Quand le temps aura passé…
Quand le temps aura passé, que tu ne seras plus qu’un souvenir morose, triste et lointain dans ma vie, une ombre vaine à demi effacée, quand ma solitude aura enfin été un chemin choisi, quand mon amour pour toi aura été étouffé sous la cendre des jours, j’irai, les yeux fermés, écouter l’immémoriale berceuse de la mer dont en l’honneur de la lune, depuis l’aube du monde, le baiser d’écume vient mollement s’échouer en éventail sur le sable des marées basses puis disparaît, ou se jette sur les galets gris rageusement remués des marées hautes et s’en retire avec des borborygmes bruyants.

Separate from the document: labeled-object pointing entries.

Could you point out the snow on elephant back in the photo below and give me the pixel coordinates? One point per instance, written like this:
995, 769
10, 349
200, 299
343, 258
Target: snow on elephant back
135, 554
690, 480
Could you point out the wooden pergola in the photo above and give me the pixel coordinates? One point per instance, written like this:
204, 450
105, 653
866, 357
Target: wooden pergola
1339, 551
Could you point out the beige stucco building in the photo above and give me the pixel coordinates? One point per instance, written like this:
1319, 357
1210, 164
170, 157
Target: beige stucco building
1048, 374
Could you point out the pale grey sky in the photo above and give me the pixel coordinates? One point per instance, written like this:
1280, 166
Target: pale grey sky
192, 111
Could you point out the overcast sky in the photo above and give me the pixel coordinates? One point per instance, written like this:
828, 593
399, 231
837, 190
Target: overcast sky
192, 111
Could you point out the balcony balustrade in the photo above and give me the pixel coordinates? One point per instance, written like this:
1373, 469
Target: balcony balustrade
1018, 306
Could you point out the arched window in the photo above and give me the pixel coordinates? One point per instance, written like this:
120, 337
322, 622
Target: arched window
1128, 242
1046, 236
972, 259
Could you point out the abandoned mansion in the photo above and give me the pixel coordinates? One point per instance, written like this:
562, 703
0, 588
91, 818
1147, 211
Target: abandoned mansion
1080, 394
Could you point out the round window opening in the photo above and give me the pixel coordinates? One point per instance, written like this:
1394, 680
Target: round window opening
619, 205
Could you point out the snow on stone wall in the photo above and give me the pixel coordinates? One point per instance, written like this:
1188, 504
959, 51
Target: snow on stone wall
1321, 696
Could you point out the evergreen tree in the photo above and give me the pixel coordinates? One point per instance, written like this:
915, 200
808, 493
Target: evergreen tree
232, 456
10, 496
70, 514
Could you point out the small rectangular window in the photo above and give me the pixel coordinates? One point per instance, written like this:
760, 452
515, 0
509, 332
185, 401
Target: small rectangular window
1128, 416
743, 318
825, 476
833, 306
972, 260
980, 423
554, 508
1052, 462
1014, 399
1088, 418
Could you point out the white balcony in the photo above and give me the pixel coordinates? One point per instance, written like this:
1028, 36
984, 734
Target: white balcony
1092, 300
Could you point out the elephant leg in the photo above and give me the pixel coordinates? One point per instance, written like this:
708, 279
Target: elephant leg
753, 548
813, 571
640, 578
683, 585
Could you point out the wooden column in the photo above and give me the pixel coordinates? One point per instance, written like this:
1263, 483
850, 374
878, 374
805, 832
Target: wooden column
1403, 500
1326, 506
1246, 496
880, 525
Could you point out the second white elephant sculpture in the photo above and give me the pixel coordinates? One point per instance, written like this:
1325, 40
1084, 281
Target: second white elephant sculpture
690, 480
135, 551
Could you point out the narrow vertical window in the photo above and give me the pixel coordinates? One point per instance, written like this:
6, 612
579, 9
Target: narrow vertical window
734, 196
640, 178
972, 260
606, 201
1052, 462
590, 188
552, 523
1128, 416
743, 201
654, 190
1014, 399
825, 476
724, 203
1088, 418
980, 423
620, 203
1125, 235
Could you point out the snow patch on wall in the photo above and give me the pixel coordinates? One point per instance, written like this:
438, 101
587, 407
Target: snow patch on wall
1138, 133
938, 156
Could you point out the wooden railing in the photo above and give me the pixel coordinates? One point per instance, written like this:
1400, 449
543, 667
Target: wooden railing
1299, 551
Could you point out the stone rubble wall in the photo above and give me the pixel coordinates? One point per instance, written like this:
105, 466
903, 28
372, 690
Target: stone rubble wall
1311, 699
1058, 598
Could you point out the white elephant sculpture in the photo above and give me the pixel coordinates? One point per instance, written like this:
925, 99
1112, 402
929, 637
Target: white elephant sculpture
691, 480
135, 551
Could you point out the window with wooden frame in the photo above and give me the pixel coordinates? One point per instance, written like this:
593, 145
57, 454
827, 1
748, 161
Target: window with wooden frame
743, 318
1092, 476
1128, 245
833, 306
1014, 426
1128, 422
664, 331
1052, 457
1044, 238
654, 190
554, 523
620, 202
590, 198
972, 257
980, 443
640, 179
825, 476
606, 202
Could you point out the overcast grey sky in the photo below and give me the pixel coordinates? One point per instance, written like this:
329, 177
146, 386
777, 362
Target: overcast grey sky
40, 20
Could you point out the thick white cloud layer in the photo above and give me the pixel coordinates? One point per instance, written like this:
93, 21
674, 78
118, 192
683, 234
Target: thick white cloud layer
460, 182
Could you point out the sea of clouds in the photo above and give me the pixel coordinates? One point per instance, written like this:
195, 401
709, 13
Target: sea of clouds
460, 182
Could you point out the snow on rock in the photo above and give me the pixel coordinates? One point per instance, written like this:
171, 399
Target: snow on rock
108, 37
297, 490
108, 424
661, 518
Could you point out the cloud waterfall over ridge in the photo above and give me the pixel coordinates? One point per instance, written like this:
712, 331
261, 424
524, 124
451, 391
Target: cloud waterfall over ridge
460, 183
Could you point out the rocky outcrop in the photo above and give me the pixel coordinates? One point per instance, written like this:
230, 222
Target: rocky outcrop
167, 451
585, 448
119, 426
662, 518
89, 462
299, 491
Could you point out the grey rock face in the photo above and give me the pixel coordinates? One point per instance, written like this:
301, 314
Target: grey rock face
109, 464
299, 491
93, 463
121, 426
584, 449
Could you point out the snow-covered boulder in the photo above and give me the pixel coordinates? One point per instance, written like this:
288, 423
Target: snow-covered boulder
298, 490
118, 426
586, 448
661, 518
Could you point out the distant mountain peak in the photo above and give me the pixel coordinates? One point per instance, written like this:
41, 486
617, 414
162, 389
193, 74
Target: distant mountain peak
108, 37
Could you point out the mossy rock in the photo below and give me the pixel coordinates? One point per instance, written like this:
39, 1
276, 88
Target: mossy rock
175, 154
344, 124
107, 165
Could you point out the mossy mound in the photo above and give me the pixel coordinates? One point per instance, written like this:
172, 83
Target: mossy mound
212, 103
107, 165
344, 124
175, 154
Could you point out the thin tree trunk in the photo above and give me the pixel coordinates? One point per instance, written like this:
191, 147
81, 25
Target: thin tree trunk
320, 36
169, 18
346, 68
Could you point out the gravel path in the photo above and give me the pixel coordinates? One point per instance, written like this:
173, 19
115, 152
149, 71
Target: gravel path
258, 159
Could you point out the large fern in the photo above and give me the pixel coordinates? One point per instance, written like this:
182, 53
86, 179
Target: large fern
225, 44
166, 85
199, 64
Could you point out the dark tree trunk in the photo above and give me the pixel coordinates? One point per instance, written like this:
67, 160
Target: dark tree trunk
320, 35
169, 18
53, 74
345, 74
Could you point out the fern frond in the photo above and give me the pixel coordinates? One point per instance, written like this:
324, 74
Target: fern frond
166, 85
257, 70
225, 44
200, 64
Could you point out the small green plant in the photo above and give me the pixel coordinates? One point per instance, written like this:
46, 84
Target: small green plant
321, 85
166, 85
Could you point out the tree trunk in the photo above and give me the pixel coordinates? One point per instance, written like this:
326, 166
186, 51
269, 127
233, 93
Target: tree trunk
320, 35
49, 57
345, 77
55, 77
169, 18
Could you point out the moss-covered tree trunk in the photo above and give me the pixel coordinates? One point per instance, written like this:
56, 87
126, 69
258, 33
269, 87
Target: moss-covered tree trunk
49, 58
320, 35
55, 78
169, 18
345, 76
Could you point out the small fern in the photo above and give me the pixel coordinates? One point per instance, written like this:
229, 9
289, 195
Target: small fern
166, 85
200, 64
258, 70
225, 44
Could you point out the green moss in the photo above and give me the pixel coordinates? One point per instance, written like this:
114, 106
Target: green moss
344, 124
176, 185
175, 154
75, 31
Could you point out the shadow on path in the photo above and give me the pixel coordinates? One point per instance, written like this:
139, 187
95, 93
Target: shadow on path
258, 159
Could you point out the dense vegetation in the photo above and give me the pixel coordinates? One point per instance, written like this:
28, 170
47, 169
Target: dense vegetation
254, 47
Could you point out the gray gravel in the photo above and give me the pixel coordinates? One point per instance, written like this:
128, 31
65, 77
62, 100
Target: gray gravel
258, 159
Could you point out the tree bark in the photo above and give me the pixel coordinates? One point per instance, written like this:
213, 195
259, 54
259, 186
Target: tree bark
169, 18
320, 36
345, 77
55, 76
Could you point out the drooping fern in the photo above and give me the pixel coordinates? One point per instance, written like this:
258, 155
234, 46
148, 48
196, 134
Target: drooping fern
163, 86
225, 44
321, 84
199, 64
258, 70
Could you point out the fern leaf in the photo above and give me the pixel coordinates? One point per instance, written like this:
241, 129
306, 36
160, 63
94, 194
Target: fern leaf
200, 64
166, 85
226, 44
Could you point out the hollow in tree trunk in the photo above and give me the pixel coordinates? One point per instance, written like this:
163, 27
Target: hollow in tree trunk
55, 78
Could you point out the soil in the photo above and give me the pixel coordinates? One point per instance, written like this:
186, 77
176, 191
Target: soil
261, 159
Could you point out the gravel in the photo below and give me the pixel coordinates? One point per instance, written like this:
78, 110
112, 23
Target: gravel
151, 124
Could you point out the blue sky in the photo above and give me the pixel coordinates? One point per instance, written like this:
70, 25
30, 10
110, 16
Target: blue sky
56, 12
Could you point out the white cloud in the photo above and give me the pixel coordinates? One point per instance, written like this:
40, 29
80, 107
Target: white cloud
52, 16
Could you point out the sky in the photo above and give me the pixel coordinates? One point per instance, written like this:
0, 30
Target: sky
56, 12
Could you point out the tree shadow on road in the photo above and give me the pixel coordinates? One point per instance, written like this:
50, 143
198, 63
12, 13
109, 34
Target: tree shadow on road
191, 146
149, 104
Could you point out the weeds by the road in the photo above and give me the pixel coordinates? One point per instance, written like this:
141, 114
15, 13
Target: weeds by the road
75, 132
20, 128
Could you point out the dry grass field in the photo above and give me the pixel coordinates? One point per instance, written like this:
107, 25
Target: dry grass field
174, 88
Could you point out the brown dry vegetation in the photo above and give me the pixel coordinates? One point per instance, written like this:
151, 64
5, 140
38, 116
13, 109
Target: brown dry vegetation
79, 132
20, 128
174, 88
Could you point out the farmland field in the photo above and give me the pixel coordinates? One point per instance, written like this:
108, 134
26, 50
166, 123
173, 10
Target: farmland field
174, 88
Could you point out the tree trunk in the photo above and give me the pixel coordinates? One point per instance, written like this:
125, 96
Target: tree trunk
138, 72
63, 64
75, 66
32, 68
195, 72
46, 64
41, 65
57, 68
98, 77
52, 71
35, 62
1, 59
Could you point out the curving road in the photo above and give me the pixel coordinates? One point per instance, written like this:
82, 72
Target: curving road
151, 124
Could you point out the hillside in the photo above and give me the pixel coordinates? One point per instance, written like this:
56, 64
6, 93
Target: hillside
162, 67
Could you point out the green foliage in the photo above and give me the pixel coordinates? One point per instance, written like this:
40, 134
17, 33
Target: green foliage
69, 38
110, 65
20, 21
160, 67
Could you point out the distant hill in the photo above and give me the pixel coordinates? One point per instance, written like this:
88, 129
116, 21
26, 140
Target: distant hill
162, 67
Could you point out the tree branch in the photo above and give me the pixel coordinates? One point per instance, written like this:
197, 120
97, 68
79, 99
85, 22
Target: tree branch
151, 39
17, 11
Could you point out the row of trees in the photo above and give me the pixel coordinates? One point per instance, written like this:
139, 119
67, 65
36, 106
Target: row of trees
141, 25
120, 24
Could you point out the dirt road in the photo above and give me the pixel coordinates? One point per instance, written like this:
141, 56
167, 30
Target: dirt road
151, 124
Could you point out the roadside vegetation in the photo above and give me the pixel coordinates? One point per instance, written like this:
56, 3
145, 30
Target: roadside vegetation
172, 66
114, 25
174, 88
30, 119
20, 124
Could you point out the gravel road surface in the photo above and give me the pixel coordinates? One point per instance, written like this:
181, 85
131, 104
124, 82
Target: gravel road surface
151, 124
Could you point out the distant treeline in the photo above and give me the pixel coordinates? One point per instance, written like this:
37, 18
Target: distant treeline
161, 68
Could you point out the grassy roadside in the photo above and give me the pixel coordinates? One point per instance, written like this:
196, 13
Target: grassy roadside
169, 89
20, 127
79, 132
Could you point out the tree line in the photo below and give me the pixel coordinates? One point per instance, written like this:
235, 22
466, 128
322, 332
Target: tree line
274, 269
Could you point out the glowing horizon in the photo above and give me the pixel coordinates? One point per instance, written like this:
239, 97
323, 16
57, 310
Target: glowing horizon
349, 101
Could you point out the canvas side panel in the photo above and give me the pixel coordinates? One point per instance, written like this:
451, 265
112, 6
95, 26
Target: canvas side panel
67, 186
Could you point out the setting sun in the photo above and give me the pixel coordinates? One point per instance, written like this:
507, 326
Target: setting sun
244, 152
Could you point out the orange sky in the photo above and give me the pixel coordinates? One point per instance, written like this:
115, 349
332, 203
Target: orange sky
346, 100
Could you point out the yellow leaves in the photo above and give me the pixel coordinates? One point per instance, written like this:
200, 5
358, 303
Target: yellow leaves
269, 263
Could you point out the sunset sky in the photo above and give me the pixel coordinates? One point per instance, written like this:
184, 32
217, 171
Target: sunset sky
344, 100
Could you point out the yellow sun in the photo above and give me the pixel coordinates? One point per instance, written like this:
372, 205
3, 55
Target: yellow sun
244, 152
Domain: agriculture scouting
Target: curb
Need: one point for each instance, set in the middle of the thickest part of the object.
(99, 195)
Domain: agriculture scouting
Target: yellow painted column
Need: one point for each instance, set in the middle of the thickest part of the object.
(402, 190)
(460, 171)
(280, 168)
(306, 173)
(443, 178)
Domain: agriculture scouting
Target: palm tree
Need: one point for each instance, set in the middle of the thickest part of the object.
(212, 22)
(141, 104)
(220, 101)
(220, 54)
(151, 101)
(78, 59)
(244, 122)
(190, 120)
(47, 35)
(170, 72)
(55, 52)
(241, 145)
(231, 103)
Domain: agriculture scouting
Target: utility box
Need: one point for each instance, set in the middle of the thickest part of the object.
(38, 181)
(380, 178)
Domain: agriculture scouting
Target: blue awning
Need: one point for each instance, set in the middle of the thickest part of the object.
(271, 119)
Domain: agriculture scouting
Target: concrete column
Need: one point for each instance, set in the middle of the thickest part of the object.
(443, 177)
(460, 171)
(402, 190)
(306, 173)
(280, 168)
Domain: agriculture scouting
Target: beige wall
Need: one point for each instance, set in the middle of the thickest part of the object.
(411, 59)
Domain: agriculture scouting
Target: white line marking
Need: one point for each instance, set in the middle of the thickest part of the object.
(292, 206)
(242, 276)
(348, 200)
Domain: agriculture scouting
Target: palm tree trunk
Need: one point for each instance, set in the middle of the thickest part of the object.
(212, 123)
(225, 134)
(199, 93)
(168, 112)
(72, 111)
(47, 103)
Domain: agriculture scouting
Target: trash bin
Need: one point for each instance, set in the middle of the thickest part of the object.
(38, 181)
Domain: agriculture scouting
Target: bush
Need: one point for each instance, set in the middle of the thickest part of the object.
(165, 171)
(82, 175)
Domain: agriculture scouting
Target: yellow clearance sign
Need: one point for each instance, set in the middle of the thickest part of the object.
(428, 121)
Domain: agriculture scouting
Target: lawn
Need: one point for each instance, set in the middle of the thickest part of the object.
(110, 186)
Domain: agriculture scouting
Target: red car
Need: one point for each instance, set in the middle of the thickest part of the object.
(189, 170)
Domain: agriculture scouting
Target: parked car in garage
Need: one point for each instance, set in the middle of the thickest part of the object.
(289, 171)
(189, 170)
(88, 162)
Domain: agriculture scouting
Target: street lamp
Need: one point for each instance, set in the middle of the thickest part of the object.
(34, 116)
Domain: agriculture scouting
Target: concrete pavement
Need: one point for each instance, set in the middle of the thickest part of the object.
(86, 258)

Les goélands criards m’évoqueront les époques enfuies, la furie des vents d’anciens hivers, provisoirement remisés aux enfers, le naufrage par gros temps de tant d’embarcations, corps et biens, de si nombreux hommes de l’équipage, l’assaut manqué, en 1942, des preux soldats sitôt débarqués sur la plage sitôt mitraillés par l’ennemi. Les oiseaux de mer n’auront cure des éclats de rire de notre jeunesse joyeuse, de nos promenades enchantées, de nos horizons d’azur avant ton départ brutal, de ma détresse infinie, de ma désespérance.
Quand le temps aura passé, aurai-je envie de te revoir ? De revoir le vieillard sinistre qui m’a si longtemps trahie ? Le vieillard cynique qui m’a si longtemps menti ? L’homme au regard froid qui m’asséna de toute sa hauteur, les yeux dans les yeux, les mots les plus cruels, l’absolu parjure qui, sans pitié, s’est joué de mon âme et de ma vie ? Quand le temps aura passé, le cœur léger, je retrouverai assurément mon sourire, j’oublierai peut-être jusqu’à ta silhouette, et vouerai la noirceur de ton être aux poubelles de ma mémoire.